Developers write the code and create an appealing product with the help of designers. The code is the heart of an app or website, because without the code a product could not be developed digitally. So what could be more important? Quite simply, because "the customer is king" - not only when shopping in a shopping mall or drinking coffee in a café around the corner, the creation of digital products is also only successful because of one thing: the users. If they are dissatisfied with the operation of an app, it is quickly uninstalled.
But how can I involve the user in the development? Surely no potential user likes to follow the difficult process of developing an app for months on end, in order to regularly mention his preferences and needs. There is a much faster and more proactive solution. UX and UI tools are the best solution to understand the user, discover his needs and significantly improve programming.
Unlike computers, people can be influenced by digital projects such as apps or portals, especially through visual and structural design. It is not uncommon for users to find that certain functions are missing or not catchy enough in a finished project. These then have to be changed or re-integrated at a later date, which means additional work and higher costs. This means that a lot of potential is wasted right from the start, because the user does not get to know the product optimally. As a rule of thumb it is said that the cost is 10€ if you make a change to the code before the app is finished and it costs 100€ to fix an error in an already finished app. But not only direct costs are saved, like by avoiding misdevelopments. Also indirect costs play a big role. If you concentrate on the user and his needs right from the start, the product can be developed more efficiently and faster - that saves important development costs. Also the "time-to-market", i.e. the period of time to sell the product, is shortened and can bring in more money, because if you bring the product onto the market earlier than the competition, you may reach a larger clientele and thus make even greater sales. Although the lines of code of a project are extremely important, UX/UI tools are indispensable for meaningful planning and efficient implementation. A delayed completion of the final product ultimately reduces the profit.

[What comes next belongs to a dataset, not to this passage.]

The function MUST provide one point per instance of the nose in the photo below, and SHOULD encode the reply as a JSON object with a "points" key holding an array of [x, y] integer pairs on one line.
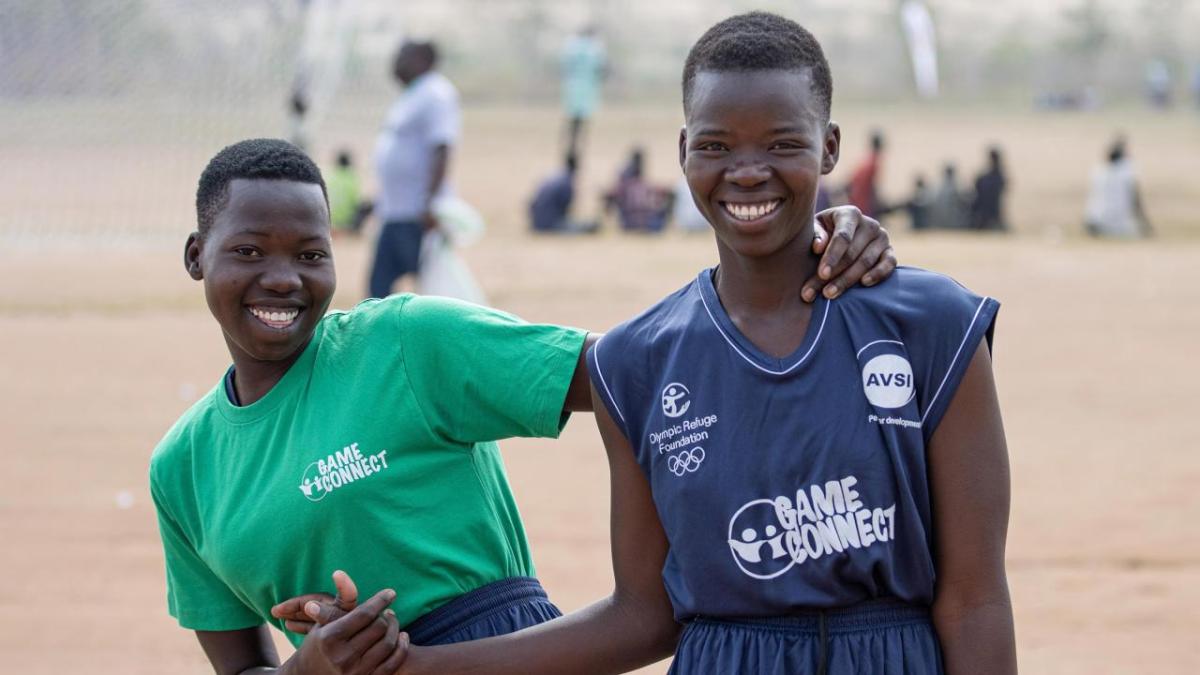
{"points": [[281, 276], [748, 173]]}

Above all, customer satisfaction is the be-all and end-all for a product. What happens if problems occur during use or the user does not find his way around? Dissatisfaction arises and the product may no longer be used - this also reduces profit. Customer dissatisfaction also spreads because users talk about their experiences with a product. Positive impressions, on the other hand, lead to positive reviews that can attract more customers. UX/UI tools are not only helpful for the successful marketing of a new product, they are also necessary to understand future users and increase their satisfaction.
A satisfied user in just a few steps
In order to create a customer-friendly digital product, it is necessary to understand the future customers. UX/UI tools are an enormous help and deliver fast results. With some UX/UI tools, such as Quant-UX, interactive prototypes can be created in minutes and even tested immediately. In the UX/UI tool Quant-UX first screens are created, which behave realistically by interactive control elements. A detailed element library is available to the developer for the design. The screens can thus be quickly designed through text fields, transitions and control elements, without having to write a line of code. Even multiple versions can be created quickly if you can't commit to one version. After the creation of the prototypes, one or more versions are evaluated in an A/B test. Therefore you send a link with the finished prototypes and let them be used by potential users or acquaintances. In addition, you can give them small tasks to get more information about how to use them. After testing, numerous evaluations are delivered. For example, the developer learns a lot about the click behaviour of the users, heat maps show which area of the screen was most frequently used and it is also possible to see whether certain elements are superfluous, not worked out or difficult to understand. Based on this information the developer gets to know the user behaviour and can start the right development phase with this input.
Design. Test. Learn.
The range of good UX/UI tools is enormous. The only tool that not only develops a prototype but also allows testing is "Quant-UX". In just three steps, the developer learns a lot about what potential users need for easy and efficient use of a digital product. Prototypes can be quickly designed and tested to learn from the results and to start the development phase even more structured. Quant-UX is the first UX/UI and usability tool designed to prevent errors, unnecessary controls and other confusing design elements to ensure the best possible usability that is essential for a successful product.